Even though these writings seem cheerful enough, Nancy was still worried. Her son’s IEP would show that he was “shy” and “frequently ill” that school year — she had started keeping him home a lot. And since he never voluntarily spoke, and had no close friends, she was really the only person who could say how he was doing, or what he was feeling.

In May, with the end of the third grade approaching, Nancy sent an email to Sandy Hook Elementary’s staff. She confirmed that the team there had gone to great lengths in order to accommodate her son, but she wanted to change things up again, starting next year:

Adam is a quiet, considerate child with a tendency to withdraw. He has made tremendous strides in your school system and has benefited from speech therapy. He does, however, tend to ‘over focus’ on rules and can be very hard on himself as a result. This year has been a challenge due, in part, to a slight mismatch in teacher style and student style. I would like to take a moment to praise [TEACHER]’s recognition of this problem, as well as her efforts to resolve the issue. I realize the difficulty of modifying a classroom approach to accommodate an individual. [TEACHER] also has been very helpful in keeping Adam’s stress level at a minimum.
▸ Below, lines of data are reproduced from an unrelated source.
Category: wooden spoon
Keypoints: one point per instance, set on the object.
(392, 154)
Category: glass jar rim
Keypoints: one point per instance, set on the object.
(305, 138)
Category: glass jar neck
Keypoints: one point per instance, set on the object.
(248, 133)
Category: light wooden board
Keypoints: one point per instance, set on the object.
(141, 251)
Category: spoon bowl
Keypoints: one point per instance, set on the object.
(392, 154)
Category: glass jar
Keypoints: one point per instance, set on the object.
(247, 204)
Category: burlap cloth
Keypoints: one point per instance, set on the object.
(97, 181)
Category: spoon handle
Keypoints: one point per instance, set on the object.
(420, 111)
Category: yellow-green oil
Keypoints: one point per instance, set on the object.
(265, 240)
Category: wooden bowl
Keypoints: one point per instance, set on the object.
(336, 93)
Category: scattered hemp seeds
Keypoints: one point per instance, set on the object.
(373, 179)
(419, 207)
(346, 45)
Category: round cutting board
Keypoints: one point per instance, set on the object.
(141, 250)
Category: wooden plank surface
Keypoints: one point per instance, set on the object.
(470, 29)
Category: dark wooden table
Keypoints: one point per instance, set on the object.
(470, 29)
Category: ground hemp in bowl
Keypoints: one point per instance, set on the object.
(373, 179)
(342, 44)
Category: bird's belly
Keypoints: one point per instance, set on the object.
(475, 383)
I am hoping that next year Adam will be placed in a classroom with a more casual feel to it. He responds well to a nurturing environment, and I would like his emphasis to be on learning rather than coping. He focuses on his work, enjoys structure and always adheres to the rules, but a certain level of strictness seems to bring on anxiety and depression. I have appreciated [TEACHER’S] willingness to work with me on this issue. I believe that if Adam is matched to the right environment for his particular learning style, the process could be less teacher-intensive. That would free Adam up to enjoy the learning process with a better result for everyone…
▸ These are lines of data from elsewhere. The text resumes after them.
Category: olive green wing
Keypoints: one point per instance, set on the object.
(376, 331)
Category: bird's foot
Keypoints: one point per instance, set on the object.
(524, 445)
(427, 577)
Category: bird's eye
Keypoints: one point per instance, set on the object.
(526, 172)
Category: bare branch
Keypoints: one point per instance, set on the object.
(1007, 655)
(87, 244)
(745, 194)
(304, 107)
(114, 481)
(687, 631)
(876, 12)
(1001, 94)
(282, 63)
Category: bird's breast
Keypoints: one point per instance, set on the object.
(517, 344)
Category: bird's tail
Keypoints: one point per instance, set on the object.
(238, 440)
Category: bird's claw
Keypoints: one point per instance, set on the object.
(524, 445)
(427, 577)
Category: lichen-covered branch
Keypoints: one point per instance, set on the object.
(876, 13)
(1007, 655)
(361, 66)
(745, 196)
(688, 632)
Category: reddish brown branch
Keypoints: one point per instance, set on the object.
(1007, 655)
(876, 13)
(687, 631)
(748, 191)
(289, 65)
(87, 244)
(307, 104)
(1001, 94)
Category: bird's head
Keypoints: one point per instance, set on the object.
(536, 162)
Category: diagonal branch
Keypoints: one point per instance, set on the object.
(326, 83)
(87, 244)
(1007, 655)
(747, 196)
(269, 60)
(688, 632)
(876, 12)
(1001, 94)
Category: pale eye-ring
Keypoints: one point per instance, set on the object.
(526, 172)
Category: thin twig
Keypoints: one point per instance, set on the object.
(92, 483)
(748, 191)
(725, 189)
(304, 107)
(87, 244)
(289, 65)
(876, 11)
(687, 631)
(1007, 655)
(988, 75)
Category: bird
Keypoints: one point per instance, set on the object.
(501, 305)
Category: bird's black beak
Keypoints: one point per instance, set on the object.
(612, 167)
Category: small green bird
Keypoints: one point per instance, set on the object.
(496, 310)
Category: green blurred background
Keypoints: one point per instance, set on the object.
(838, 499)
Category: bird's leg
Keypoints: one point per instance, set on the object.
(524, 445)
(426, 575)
A classmate from the year before remembers seeing Adam at Sandy Hook in third grade. They weren’t in the same classroom anymore, but at recess, she would spot him all alone on the playground, while she was playing a game with her friends: “It seemed as though Adam knew and/or realized that he shouldn’t be sitting alone. Adam would move towards where we were playing the game, but never participated.”

Nancy’s email to Sandy Hook shows that she noticed her son’s behavior changing. She was still coming to the classroom after school each day, to help him fill in the gaps that his focus on “coping” left behind; however, those arrangements, along with the IEP, appear to have been the extent of the measures she took at this time, to address whatever was going on with her youngest son.